Can we do better than using averaged measurements?

Angus Reynolds writes:

Recently a PhD student at my University came to me for some feedback on a paper he is writing about the state of research methods in the Fear Extinction field. Basically you give someone an electric shock repeatedly while they stare at neutral stimuli and then you see what happens when you start showing them the stimuli and don’t shock them anymore. Power will always be a concern here because of the ethical problems. Most of his paper is commenting on the complete lack of constancy between and within labs in how they analyse data. Plenty of Garden of forking paths, concerns about type 1, type 2 and S and M errors. One thing I’ve been pushing him is to talk about more is improved measurement. Currently fear is measured in part by taking skin conductance measurements continuously and then summarising an 8 second or so window between trials into averages, which are then split into blocks and ANOVA’d. I’ve commented that they must be losing information if they are summarising a continuous (and potentially noisy) measurement over time to 1 value. It seems to me that the variability within that 8 second window would be very important as well. So why not just model the continuous data? Given that the field could be at least two steps away from where it needs to be (immature data, immature methods), I’ve suggested that he just start by making graphs of the complete data that he would like to be able to model one day and not to really bother with p-value style analyses. In terms of developing the skills necessary to move forward: would you even bother trying to create models of the fear extinction process using the simplified, averaged data that most researchers use or would it be better to get people accustomed to seeing the continuous data first and then developing more complex models for that later?

My reply:

I actually don’t think it’s so horrible to average the data in this way.
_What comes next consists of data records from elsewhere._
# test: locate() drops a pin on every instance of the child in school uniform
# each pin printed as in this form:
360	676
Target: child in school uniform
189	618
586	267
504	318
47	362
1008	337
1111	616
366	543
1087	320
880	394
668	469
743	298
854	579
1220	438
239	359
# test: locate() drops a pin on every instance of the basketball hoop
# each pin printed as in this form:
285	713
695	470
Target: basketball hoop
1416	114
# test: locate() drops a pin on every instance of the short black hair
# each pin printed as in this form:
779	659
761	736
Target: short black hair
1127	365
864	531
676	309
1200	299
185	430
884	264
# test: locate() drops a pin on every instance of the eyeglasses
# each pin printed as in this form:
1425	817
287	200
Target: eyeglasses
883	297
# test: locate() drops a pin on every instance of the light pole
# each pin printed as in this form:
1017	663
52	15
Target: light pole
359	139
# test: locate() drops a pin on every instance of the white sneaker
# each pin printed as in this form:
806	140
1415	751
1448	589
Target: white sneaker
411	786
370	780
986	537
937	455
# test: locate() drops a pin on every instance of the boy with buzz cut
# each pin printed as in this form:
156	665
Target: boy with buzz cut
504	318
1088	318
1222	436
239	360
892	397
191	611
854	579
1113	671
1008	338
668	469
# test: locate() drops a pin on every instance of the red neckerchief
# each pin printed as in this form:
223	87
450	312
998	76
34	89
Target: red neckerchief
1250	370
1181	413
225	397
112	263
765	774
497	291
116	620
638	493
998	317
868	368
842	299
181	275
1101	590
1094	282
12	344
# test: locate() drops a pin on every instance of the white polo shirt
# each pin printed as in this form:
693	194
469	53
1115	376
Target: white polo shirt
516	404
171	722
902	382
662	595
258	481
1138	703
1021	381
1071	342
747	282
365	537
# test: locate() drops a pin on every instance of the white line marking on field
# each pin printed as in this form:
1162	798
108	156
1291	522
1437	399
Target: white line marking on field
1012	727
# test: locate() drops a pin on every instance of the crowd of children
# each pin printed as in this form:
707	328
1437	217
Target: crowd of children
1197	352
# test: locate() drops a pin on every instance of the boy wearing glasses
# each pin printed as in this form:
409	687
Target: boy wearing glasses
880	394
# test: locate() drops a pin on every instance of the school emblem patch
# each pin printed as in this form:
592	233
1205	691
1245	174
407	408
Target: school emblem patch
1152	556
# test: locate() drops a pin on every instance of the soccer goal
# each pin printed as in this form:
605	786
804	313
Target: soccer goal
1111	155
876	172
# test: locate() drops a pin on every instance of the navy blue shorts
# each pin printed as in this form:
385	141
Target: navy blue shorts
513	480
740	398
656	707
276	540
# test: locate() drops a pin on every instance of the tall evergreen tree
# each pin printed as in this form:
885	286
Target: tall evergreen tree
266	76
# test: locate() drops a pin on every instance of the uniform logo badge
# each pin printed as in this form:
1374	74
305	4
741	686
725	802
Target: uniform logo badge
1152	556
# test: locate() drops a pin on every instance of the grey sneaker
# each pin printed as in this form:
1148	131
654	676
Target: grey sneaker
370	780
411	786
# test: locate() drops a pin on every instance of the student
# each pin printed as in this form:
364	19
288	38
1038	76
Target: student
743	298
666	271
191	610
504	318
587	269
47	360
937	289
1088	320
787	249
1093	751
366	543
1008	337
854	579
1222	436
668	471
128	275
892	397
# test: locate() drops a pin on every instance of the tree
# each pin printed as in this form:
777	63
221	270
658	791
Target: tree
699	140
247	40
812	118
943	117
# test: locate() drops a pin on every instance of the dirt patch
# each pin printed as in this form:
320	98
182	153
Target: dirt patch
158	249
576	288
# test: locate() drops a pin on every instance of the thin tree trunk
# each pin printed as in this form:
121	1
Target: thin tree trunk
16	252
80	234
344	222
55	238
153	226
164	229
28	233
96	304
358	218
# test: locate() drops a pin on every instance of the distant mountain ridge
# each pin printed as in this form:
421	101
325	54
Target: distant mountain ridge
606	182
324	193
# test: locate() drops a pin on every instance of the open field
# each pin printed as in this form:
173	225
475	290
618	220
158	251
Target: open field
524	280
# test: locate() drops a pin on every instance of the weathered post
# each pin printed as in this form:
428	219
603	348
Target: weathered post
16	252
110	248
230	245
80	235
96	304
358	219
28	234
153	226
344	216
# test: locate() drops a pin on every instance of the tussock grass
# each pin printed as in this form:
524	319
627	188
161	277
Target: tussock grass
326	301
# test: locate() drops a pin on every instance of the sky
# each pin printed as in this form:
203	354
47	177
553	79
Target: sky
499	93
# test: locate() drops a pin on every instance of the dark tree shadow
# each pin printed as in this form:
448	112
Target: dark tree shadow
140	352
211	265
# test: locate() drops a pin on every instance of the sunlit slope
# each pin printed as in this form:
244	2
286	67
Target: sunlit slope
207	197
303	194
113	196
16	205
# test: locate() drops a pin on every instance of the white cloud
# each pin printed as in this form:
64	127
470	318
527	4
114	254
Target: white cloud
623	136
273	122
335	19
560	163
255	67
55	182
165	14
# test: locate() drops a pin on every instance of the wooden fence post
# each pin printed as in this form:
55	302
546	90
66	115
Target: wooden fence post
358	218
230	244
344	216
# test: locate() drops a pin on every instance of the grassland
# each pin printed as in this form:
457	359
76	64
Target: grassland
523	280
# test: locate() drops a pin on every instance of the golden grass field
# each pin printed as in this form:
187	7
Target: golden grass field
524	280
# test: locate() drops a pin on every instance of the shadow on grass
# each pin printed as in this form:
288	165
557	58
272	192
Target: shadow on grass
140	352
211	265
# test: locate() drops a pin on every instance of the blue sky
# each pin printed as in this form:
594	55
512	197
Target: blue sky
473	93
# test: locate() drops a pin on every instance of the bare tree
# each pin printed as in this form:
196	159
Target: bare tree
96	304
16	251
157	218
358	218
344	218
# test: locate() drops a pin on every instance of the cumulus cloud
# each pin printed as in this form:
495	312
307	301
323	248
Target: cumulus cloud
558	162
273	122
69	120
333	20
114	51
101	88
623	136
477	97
Yes, it should be better to model the data directly, and, yes, there has to be some information being lost by the averaging, but empirical variation is itself very variable, so it’s not like you can expect to see lots of additional information by comparing groups based on their observed variances.

I agree 100% with your suggestion of graphing the complete data. Regarding measurement, I think the key is for it to be connected to theory where possible. Also from the above description it sounds like the research is using within-person comparisons, which I generally recommend.